This chapter contains an account of the opening of six of the seven seals. The scene opens into the future of things - at least the future to John. The actors in this final drama are the Son of God, angels, men, Satan, storms, tempests, earthquakes, pestilence and fire; the scene is heaven, earth, and hell. Revelation mentions no names or times that allow us to pinpoint everything down to a specific time and place. And since the future is "boundless" there are boundless interpretations.

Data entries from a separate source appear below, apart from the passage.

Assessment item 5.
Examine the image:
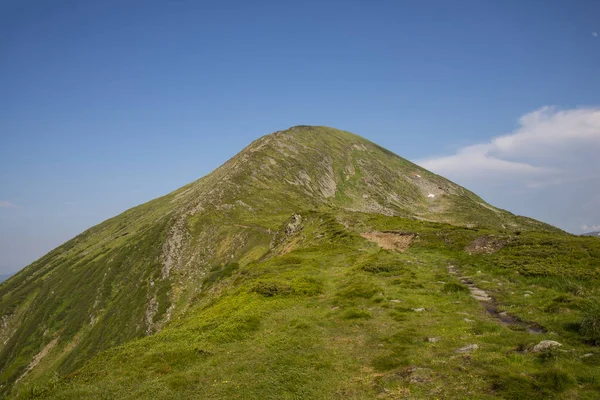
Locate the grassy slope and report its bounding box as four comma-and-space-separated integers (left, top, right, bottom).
19, 213, 600, 399
0, 127, 584, 393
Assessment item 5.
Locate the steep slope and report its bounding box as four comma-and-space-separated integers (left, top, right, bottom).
0, 126, 586, 393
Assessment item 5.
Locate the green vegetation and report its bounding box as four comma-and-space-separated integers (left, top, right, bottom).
0, 127, 600, 399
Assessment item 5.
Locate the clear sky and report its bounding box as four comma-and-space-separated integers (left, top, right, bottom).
0, 0, 600, 273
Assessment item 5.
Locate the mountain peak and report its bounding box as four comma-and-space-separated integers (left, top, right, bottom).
0, 125, 552, 396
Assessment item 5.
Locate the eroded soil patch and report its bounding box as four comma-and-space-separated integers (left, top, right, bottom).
361, 231, 416, 252
465, 236, 508, 254
448, 265, 544, 333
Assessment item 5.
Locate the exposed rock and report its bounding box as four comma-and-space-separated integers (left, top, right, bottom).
531, 340, 562, 353
361, 231, 416, 252
285, 214, 302, 235
465, 236, 508, 254
456, 344, 479, 353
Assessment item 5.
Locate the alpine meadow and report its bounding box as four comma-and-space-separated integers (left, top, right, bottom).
0, 126, 600, 399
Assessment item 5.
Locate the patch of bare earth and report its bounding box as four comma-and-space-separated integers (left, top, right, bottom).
465, 236, 508, 254
15, 337, 58, 383
361, 231, 416, 252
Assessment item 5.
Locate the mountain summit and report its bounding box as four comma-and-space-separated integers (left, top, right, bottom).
0, 126, 598, 398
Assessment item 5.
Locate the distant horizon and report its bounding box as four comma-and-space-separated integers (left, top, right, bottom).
0, 0, 600, 273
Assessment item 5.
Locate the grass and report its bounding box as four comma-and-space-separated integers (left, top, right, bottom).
0, 127, 600, 399
9, 214, 600, 399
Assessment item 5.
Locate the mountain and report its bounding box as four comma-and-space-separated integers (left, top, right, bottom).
581, 232, 600, 237
0, 126, 600, 399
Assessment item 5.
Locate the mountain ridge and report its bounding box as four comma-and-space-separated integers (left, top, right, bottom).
0, 126, 596, 400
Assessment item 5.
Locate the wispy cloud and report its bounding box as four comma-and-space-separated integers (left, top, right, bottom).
417, 107, 600, 232
418, 107, 600, 187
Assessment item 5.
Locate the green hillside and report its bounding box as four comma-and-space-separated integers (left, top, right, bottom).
0, 126, 600, 399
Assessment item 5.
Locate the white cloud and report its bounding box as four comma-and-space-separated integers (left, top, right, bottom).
418, 107, 600, 187
417, 107, 600, 232
581, 224, 600, 232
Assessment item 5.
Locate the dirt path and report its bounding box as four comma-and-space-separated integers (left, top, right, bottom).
448, 265, 544, 334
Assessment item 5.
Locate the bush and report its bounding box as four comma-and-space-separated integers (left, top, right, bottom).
342, 308, 371, 319
580, 299, 600, 344
442, 283, 469, 293
338, 281, 381, 299
252, 281, 294, 297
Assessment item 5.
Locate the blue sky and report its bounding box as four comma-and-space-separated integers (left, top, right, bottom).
0, 0, 600, 273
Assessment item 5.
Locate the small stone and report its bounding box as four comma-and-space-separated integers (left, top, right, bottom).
456, 344, 479, 353
531, 340, 562, 353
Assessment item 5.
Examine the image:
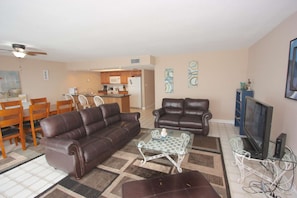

The Lamb, the worthy one, opens the first seal and shows John that which was to come to pass. He looked and saw this and then first heard something - one of the four beasts spoke and it's voice was as thunder. The only beast this first one could be would be the described as the - Lion beast. The Lion represented the Lion of the Tribe of Judah, or perhaps the arrival of the promised Messiah and His ministry. It seems that John was seeing some sort of pictorial or vision of the events he was describing. And he saw a "white horse." In scripture horses are emblematic of war or battle. Each of the four horses we will read about have varying colors: white is purity, red is blood shed, black is corruption and pale or gray is death and ash. In terms of the last days of the age of the Jew, we might see the white horse as the arrival of the only true Messiah on the scene, riding in to conquer sin and death, with a bow in His hand and a crown on His head.
Now we read about the second seal being opened and the horse that came into the scene as a result was a red horse rider and the power and sword he possessed, of course, is indicative of war. Jesus, the Prince of Peace, wearing a crown and bearing a bow, went out on a white horse to conquer on the first broken seal and next came a rider on a red horse who was given power to "take peace from the earth." As the white horse denoted prosperity, triumph, and happiness, this red horse would denote carnage, discord, and bloodshed. This is a clear description of the warfare that was about to fall upon Jerusalem.
Then the black horse that enters the scene is an emblem of famine, which many believe took place under the Roman Emperor around 50 AD. While famine fell upon the land there was neither wine nor oil that was effected. Perhaps the symbolism in scripture of wine (the blood of Jesus) and oil (Holy Spirit) spared those who were blessed from the effects of the black horse curse.